Experience the joy of hiking in the wintertime

By: Brittany Kovach, Communications & Marketing Coordinator

As I was walking through the snow covered trails at LeRoy Oakes Forest Preserve, looking at the serene landscapes on a peaceful hike, I had an epiphany that winter hikes really are the best.

There’s so much to learn on a winter hike and you can choose your own adventure. I enjoyed watching the mallards dunking their heads and swimming in Ferson Creek. It was interesting seeing all of the animal tracks and trying to figure out which animal made them — thanks to an animal tracking program I attended at the District. Trekking up hills of snow to see beautiful tree branches covered in rime ice and stumbling upon a fun teepee for children to play in. Discovering several snowmen along the way, which my boys would have loved to see. The sounds of the creek rippling by was so calming, I could stay there for hours.

Not only did I relish in the fact that my hike was beautiful, but the added benefits of the exercise that I was getting from stomping through the snow made it all the more fantastic. Many people seem to avoid winter hikes because of the cold, but if you wear the right gear (warm boots, gloves, hat, etc.) you will actually start to warm up fast (and maybe even feel too warm!) from all the walking.

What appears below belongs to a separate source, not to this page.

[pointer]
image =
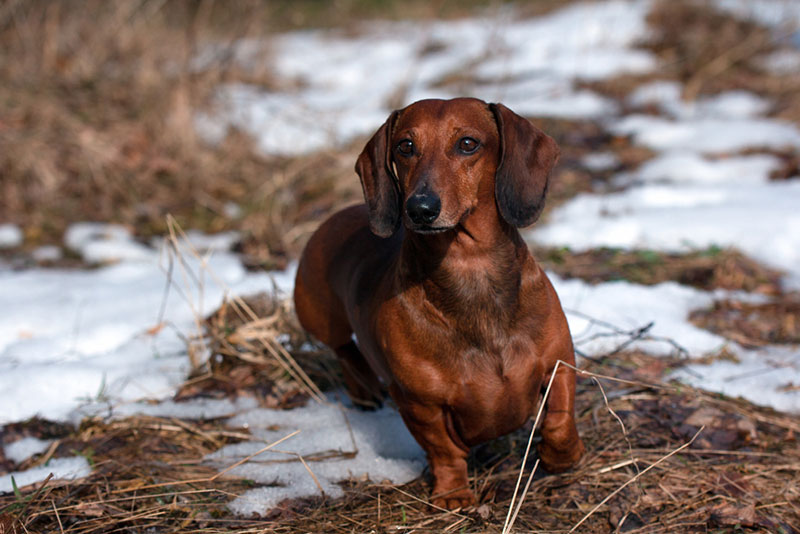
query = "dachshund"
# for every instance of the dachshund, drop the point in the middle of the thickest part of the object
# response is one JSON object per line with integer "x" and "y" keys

There are so many preserves in Kane County that have wonderful trails for hiking in the winter. To name a few: LeRoy Oakes Forest Preserve in St. Charles; Johnson’s Mound Forest Preserve in Elburn; Oakhurst Forest Preserve in Aurora; Les Arends Forest Preserve in Batavia; Bliss Woods Forest Preserve in Sugar Grove; Dick Young Forest Preserve in Batavia; Tekakwitha Woods Forest Preserve in St. Charles.

There is something about taking a hike through a wintry wonderland and watching the world around you covered in fresh snow. It truly makes you appreciate the way you feel about wintertime in Illinois.

Photos by Brittany Kovach

Winter in the Woodlands

On those cold winter days, many animals tend to stay out of the wind to keep warm. The woodlands help provide them with shelter. Join Forest Preserve District naturalists for a hike through the woods to see how our local animals survive the harsh Illinois winters.

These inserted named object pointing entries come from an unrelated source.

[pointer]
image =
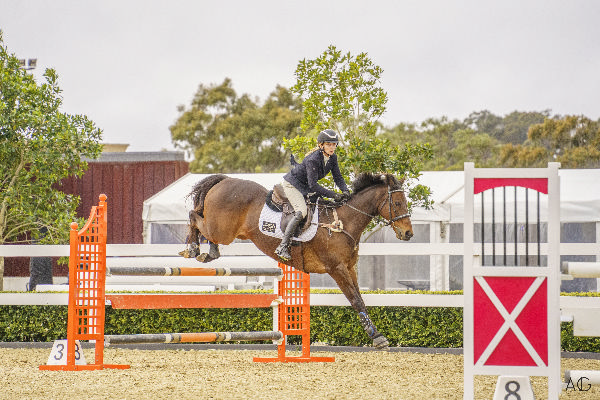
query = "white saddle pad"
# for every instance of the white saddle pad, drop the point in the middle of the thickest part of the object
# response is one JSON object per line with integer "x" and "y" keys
{"x": 269, "y": 224}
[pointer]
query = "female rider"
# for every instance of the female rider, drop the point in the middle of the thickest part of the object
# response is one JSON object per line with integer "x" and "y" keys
{"x": 302, "y": 182}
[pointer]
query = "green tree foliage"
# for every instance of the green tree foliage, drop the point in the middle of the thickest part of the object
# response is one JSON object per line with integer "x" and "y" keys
{"x": 227, "y": 133}
{"x": 39, "y": 146}
{"x": 574, "y": 141}
{"x": 342, "y": 92}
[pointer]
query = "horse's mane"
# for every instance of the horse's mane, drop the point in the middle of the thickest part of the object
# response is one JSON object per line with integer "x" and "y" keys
{"x": 366, "y": 180}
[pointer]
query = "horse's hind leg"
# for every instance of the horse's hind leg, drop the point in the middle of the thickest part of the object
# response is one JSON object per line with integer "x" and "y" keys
{"x": 350, "y": 289}
{"x": 193, "y": 242}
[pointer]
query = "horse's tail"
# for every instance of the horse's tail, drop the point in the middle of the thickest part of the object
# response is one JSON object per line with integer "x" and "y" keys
{"x": 200, "y": 190}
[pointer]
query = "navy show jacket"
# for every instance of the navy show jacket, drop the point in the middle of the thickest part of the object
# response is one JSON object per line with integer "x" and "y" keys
{"x": 305, "y": 176}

This program is on Sunday, Jan. 17, from 10-11 a.m. at Campton Forest Preserve, located at 4N379 Town Hall Rd., St. Charles. To register for this free, all-ages program, call 630-444-3190 or email programs@kaneforest.com.

Masks are required at all nature programs. Group sizes will be limited and social distancing will take place. Stay home if you are sick or experiencing any COVID-19 related symptoms. Thank you for keeping yourself and others safe.

To see a full roster of upcoming winter programs, visit www.kaneforest.com. Find us on social media by searching @forestpreserve.

Photo by Forest Preserve District of Kane County Sign Specialist Steve Pyszka

Are you a Nature Enthusiast? Become a Kane County Certified Naturalist – Virtually!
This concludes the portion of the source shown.